I don't agree totally with other points made in this thread -- in
particular, if Anglos are so self-obsessed, why the obsession with Foucault,
Derrida and all the others? Again, Ian Hodder has taken care to place his
thinking within the context of contiental European traditions in his edited
book Archaeological Theory in Europe, which I comment on in the last chapter
of Theory. I would further suggest that a strong undertone never made
explicit in 1980s English academic writing on the politics of archaeology
has been a strong distaste and desire to speak out against the nationalist
agenda of the culture we live in, from its politicians to its football
'supporters'.
However, I freely admit that there is a lot of truth in the suggestion that
the Anglo world tends to define non-Anglo traditions as beyond its purview
or of marginal relevance, at least within archaeology. I've been talking to
Cornelius off the board about these issues, and he felt that others would be
interested in what I was saying. If you don't like navel-gazing hit the
'delete' button now.
I started writing Archaeological Theory quite explicitly for Brits
only, and was encouraged particularly by the publishers to expand it to
include
North American themes. This was the right thing to do, I think, but I found
it very difficult even to 'stretch' the agenda of the book that far --
perceptions of what is or is not important in theory, let alone what to do
about it, seem to me to be quite divergent either side of the Atlantic. This
gave the book a dynamic -- two intellectual traditions, two
cultural/political contexts, compare and contrast -- that I was pleased
with. To add any kind of consideration of non-Anglo traditions would have
meant, I think, that
the book sank under the weight of the divergent agendas it was trying to
address.
Additionally, as I sat at the computer I had a clear mental image of who I
was writing for (Roger Beefy), and that student was a very real individual
who was English-speaking.
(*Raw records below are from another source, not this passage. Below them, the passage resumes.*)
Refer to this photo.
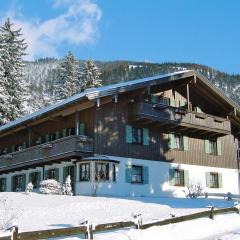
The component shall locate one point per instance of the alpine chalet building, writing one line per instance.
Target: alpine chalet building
(146, 137)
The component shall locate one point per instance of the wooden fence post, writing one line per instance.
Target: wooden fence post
(15, 232)
(211, 216)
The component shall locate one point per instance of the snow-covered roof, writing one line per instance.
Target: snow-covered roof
(95, 93)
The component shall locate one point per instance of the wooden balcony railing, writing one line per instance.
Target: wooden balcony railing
(179, 117)
(58, 149)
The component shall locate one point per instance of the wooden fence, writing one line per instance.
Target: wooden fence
(88, 232)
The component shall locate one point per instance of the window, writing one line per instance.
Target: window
(3, 184)
(84, 172)
(101, 171)
(213, 147)
(18, 183)
(137, 174)
(114, 173)
(52, 174)
(179, 177)
(137, 135)
(213, 180)
(178, 142)
(34, 178)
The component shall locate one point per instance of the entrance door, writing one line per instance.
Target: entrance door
(70, 170)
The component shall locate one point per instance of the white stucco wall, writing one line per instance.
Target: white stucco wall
(158, 179)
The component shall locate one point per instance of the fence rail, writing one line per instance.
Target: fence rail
(89, 231)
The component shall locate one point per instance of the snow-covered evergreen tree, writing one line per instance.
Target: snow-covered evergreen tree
(4, 97)
(90, 76)
(12, 50)
(67, 186)
(67, 78)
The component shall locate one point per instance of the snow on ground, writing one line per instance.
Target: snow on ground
(38, 211)
(223, 227)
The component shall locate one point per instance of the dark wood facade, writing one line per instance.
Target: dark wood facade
(105, 123)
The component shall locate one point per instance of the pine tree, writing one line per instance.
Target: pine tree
(67, 78)
(90, 76)
(12, 49)
(3, 97)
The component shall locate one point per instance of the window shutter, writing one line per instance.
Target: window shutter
(57, 135)
(171, 141)
(186, 178)
(39, 179)
(219, 147)
(57, 174)
(154, 99)
(13, 184)
(5, 184)
(81, 129)
(30, 177)
(220, 180)
(145, 175)
(208, 180)
(24, 182)
(145, 136)
(172, 177)
(47, 138)
(64, 174)
(128, 134)
(185, 143)
(64, 132)
(172, 102)
(128, 174)
(46, 174)
(207, 146)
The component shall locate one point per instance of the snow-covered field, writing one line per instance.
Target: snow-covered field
(37, 211)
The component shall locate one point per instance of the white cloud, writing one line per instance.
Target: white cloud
(77, 24)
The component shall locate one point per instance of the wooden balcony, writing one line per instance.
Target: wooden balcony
(172, 118)
(72, 146)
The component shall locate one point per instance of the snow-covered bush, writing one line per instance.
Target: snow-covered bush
(29, 188)
(194, 190)
(50, 186)
(8, 215)
(67, 188)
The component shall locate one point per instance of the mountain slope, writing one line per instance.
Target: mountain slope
(41, 75)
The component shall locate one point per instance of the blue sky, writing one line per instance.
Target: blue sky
(205, 32)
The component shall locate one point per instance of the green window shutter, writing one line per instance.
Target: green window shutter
(185, 143)
(171, 141)
(13, 184)
(172, 177)
(186, 178)
(46, 174)
(145, 175)
(5, 184)
(145, 136)
(128, 174)
(38, 179)
(82, 129)
(47, 137)
(57, 174)
(207, 146)
(198, 109)
(219, 147)
(220, 180)
(30, 177)
(172, 102)
(128, 134)
(64, 132)
(57, 135)
(208, 184)
(64, 174)
(24, 182)
(154, 99)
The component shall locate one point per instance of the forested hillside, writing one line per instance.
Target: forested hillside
(42, 76)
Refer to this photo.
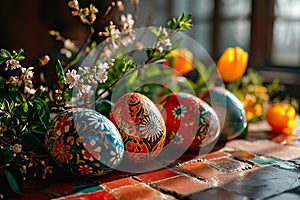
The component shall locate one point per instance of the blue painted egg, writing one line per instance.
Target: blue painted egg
(85, 142)
(230, 111)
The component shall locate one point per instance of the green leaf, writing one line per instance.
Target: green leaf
(25, 106)
(31, 143)
(12, 182)
(177, 43)
(5, 155)
(60, 73)
(4, 53)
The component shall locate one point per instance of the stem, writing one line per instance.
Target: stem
(85, 43)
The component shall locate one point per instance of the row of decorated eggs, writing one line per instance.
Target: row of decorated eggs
(137, 130)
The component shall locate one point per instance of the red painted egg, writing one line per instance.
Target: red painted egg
(190, 122)
(141, 125)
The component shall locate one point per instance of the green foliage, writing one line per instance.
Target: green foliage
(24, 120)
(60, 73)
(6, 55)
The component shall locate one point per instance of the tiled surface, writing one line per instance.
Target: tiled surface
(239, 170)
(200, 170)
(138, 191)
(181, 185)
(156, 176)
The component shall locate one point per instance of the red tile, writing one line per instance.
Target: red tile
(103, 194)
(182, 185)
(215, 155)
(199, 169)
(139, 191)
(156, 176)
(119, 183)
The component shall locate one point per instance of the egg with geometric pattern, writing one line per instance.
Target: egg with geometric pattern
(84, 142)
(230, 111)
(141, 126)
(190, 122)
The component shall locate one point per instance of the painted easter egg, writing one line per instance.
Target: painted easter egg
(141, 126)
(190, 122)
(230, 111)
(85, 142)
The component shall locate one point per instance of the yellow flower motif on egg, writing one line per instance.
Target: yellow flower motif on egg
(151, 128)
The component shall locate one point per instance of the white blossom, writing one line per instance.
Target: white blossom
(101, 74)
(72, 78)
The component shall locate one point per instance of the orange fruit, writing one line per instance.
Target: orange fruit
(232, 64)
(281, 117)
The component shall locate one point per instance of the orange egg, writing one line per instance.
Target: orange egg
(232, 64)
(281, 117)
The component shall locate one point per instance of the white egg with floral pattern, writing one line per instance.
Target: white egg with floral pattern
(85, 142)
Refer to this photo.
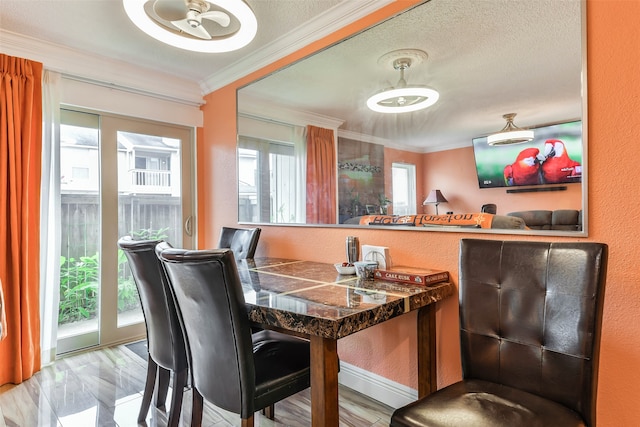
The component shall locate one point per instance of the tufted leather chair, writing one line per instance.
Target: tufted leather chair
(165, 340)
(242, 241)
(230, 367)
(530, 320)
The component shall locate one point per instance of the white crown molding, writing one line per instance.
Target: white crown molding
(260, 109)
(323, 25)
(98, 69)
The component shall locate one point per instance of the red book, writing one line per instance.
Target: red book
(415, 275)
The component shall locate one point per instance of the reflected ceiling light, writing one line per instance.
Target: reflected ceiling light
(403, 98)
(211, 26)
(510, 134)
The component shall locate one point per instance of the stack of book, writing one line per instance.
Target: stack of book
(415, 275)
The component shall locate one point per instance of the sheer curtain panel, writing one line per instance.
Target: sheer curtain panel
(50, 217)
(20, 168)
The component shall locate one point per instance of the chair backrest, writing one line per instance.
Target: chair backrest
(489, 208)
(157, 304)
(242, 241)
(218, 333)
(530, 317)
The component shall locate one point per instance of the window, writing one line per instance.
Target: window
(404, 188)
(267, 182)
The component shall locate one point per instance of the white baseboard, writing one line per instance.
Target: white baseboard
(379, 388)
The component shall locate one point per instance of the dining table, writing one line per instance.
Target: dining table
(311, 299)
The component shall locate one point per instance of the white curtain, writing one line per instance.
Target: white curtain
(50, 217)
(299, 137)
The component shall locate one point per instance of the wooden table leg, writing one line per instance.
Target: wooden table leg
(324, 382)
(427, 380)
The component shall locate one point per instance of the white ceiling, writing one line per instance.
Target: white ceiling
(472, 44)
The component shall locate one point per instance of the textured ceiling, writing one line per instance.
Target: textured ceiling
(486, 58)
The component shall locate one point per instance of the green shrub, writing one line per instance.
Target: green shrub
(79, 280)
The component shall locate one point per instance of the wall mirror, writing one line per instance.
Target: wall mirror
(485, 59)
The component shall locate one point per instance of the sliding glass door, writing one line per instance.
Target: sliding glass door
(119, 176)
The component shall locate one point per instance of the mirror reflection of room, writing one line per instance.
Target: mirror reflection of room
(385, 164)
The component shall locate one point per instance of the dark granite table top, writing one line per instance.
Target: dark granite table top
(312, 298)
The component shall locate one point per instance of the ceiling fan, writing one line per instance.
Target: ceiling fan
(187, 16)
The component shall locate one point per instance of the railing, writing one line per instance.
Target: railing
(150, 181)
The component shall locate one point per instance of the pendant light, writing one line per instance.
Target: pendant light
(403, 98)
(510, 134)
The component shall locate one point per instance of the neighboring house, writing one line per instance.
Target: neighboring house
(146, 164)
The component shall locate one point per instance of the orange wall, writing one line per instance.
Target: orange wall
(389, 349)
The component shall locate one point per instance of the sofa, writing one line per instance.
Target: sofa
(560, 219)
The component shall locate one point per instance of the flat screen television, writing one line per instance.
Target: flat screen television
(554, 156)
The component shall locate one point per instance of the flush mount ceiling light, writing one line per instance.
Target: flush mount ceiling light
(211, 26)
(510, 134)
(403, 98)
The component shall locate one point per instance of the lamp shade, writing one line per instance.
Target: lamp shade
(435, 197)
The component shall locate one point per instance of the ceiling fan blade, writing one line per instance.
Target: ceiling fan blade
(217, 16)
(198, 31)
(170, 10)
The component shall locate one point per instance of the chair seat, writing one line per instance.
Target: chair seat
(281, 365)
(484, 404)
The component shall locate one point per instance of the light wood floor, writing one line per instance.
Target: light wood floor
(104, 388)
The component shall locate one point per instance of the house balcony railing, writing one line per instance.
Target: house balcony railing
(150, 181)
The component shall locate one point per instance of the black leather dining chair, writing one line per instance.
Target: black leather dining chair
(242, 241)
(530, 321)
(165, 341)
(232, 368)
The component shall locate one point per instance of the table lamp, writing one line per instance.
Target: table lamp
(435, 197)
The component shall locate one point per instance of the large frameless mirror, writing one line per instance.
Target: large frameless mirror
(312, 151)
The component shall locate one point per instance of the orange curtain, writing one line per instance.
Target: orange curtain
(20, 165)
(321, 176)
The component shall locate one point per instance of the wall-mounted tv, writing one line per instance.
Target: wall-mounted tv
(554, 156)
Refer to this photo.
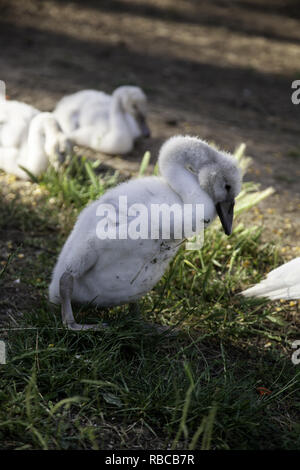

In a sense I wrote it for students here at
Durham, some of whom read through and commented on draft versions of the
text -- so maybe the book
was unconsciously following/perpetuating/conspiring in the biases of English
undergraduates.
>
At the risk of sounding disingenuous I never thought there would be much
interest in what I was saying beyond Britain and North America. Perhaps
this does indeed reveal my own prejudices! (Cornelius thinks this is indeed
disingenuous, but I think it's true. An Italian archaeologist said he would
like to translate Theory into Italian, but that he didn't see a market for
more than 2-300 copies and the project would not appeal to a publisher. I
don't have sales figures to hand but if people are really interested, which
I doubt, I'll find out how many copies have sold outside the Anglo world.)
>
I do wish now that in the Preface I had made the above reasoning clearer and
more explicit. I suspect that other contributors to this thread will find
the reasoning unsatisfactory, but it was the judgment I made at the time.
I do believe strongly that you either treat of other
traditions eg. Latin American social archaeology properly or not at all,
otherwise you just end up with tokenism. I took the latter course but
didn't make it clear why I was doing so.
What is the lesson of all this? There wasn't any conscious intention to
pass the book off as a complete survey of theory -- indeed, the Preface is
quite explicit about this. Other things I left out included a detailed
account of phenomenology, Schiffer and site formation processes, a number of
traditions in Classical archaeology, childhood, masculinity, sexuality...
Indeed the most frequent comment I've had is 'I liked the book, but you left
my favourite bit of theory out'...
Perhaps the lesson is that the author is dead, and what this thread has
shown is that quite other meanings can legitimately be read into a text than
those consciously intended. Multivocality in a sense.